Since its last earnings call, First Solar reports 1.5 GW of module bookings, between third-party sales and new projects. This brings it to year-to-date bookings of 2.1 GW, which means that First Solar could be running low on modules to sell, as it shuts production lines down to prepare for the switch to Series 6.
“There is a tremendous amount of demand right now, across all segments of the market,” noted CEO Mark Widmar on the company’s results call.
When all the current bookings are measured against supply for 2017 and 2018, First Solar expects to only have 300 to 500 MW of Series 4 supply left over. The company has clearly seen that despite its desire to move quickly to Series 6, that Series 4 is still selling well.
But the truth is that First Solar doesn’t want to pass up either opportunity, and as a result it is increasing its investment. The company now plans to install Series 6 production equipment in its idled Vietnam factory, and is considering running Series 4 a little longer than previously planned in its enormous facility in Kulim, Malaysia.
And when the company spends the full billion dollars that it is planning for re-tooling, First Solar should have nearly 4 GW of annual capacity across its fleet by the end of 2019. This includes the 1 GW of Series 4 that the company has said it will retain, a number which it is considering increasing.
Prices and profit
Prices haven’t been bad either. While First Solar notes that solar module prices are still affected by a persistent global oversupply, CEO Widmar says that as a result of the hoarding in advance of a Section 201 decision “pricing has firmed up.” This is good news for First Solar, with no real downside, as its thin-film modules are exempt from any trade action that could result from the Section 201 case.
The result of both higher bookings and higher prices made for a good quarter for First Solar. The company’s sales were down 39% year-over-year due in part to shuttered lines and in part to fewer project sales, but despite $18 million in restructuring and asset impairment charges, First Solar still pulled off a positive operating margin and a net profit of $52 million.

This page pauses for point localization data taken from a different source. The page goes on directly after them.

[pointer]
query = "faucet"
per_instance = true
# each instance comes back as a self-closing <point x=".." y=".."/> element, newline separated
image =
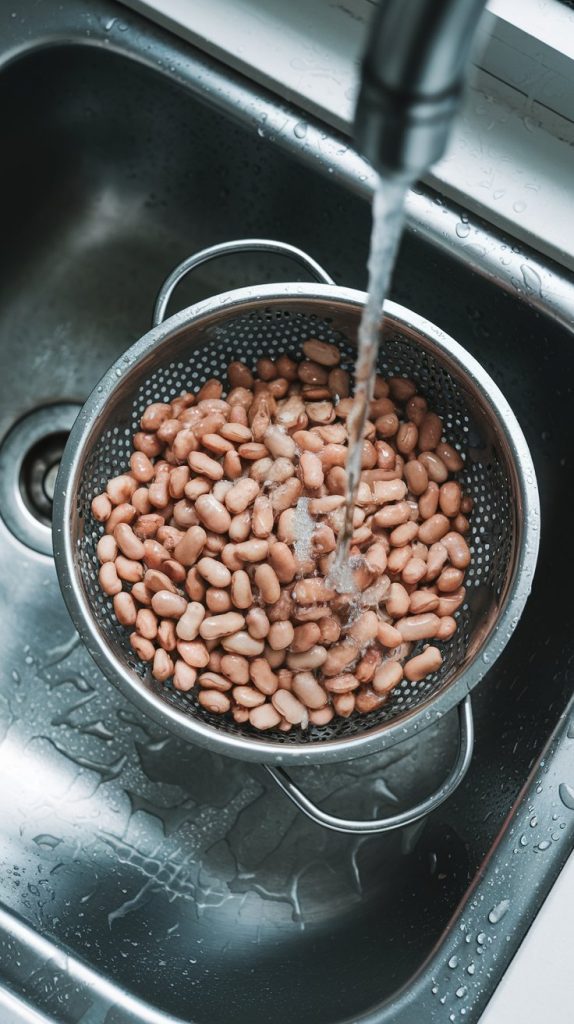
<point x="412" y="76"/>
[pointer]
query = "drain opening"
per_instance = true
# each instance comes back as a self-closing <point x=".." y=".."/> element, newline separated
<point x="30" y="457"/>
<point x="38" y="475"/>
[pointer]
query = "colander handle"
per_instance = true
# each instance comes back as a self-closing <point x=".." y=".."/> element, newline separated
<point x="466" y="742"/>
<point x="226" y="249"/>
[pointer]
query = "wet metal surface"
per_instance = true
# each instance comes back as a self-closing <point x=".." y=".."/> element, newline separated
<point x="141" y="878"/>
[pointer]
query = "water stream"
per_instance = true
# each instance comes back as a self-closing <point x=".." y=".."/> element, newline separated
<point x="388" y="213"/>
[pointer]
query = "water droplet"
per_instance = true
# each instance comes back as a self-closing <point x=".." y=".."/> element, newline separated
<point x="498" y="911"/>
<point x="531" y="280"/>
<point x="566" y="794"/>
<point x="44" y="839"/>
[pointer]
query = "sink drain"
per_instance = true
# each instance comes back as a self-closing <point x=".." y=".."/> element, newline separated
<point x="30" y="459"/>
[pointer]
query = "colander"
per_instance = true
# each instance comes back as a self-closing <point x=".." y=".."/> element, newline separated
<point x="199" y="342"/>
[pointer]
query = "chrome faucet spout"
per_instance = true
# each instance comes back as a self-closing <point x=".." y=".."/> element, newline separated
<point x="412" y="75"/>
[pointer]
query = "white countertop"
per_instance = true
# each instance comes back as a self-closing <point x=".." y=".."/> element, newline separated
<point x="539" y="983"/>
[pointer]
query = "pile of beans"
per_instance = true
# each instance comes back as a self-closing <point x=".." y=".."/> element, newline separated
<point x="222" y="588"/>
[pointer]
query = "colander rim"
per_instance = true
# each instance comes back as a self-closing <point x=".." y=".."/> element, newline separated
<point x="250" y="748"/>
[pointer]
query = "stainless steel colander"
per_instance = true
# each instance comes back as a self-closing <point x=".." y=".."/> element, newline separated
<point x="197" y="343"/>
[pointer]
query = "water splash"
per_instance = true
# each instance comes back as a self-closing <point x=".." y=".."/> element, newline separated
<point x="388" y="215"/>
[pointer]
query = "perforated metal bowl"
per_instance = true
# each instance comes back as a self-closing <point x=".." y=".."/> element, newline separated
<point x="244" y="324"/>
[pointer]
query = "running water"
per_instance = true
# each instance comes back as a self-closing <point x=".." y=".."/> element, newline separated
<point x="387" y="225"/>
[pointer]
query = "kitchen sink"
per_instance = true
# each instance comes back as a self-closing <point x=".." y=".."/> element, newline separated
<point x="142" y="879"/>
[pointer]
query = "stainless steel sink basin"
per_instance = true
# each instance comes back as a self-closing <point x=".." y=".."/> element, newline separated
<point x="142" y="880"/>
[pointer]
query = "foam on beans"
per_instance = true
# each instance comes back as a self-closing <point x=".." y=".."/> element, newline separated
<point x="200" y="554"/>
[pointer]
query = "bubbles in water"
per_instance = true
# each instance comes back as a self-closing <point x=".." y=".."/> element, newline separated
<point x="498" y="911"/>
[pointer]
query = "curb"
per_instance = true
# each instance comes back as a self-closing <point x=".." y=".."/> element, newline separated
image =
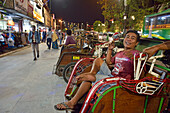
<point x="10" y="52"/>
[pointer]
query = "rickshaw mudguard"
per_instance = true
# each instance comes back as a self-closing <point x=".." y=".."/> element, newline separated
<point x="83" y="65"/>
<point x="67" y="58"/>
<point x="119" y="99"/>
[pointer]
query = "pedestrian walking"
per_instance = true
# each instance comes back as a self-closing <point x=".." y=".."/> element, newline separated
<point x="55" y="39"/>
<point x="60" y="37"/>
<point x="34" y="39"/>
<point x="44" y="35"/>
<point x="49" y="38"/>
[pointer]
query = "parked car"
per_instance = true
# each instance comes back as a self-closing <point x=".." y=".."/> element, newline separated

This is not bad at all for a company in the middle of retooling. In addition to the benefit from third-party module sales, First Solar appears to be happy with the price it got for its Switch Station project, which it notes was higher than it would have recieved from yieldco 8point3 Energy Partners.
First Solar pulled back from 8point3 as it decided to chose to undergo the massive retooling to move to Series 6, and now the yieldco is undergoing a strategic review to decide what path to take forward. In the interim it isn’t picking up more projects, which is freeing up First Solar to sell its projects on the open market, which the company says if offering higher returns.
All of these factors combined have cause First Solar to up its guidance for the rest of the year, in terms of shipments, revenues, margins, profitability and cash balance. The most dramatic change is in operating income. Before First Solar was not sure if it would be in the red or the black in 2017, but now expects $115-$180 million in operating income, with $600 million more in net cash balance, in part due to reduced capital expenditures.
However, the company is clear that none of the many changes it is seeing are slowing down its timeline for moving to its large-format Series 6. “If there is any delay to S6, we don’t want to do that,” notes Widmar.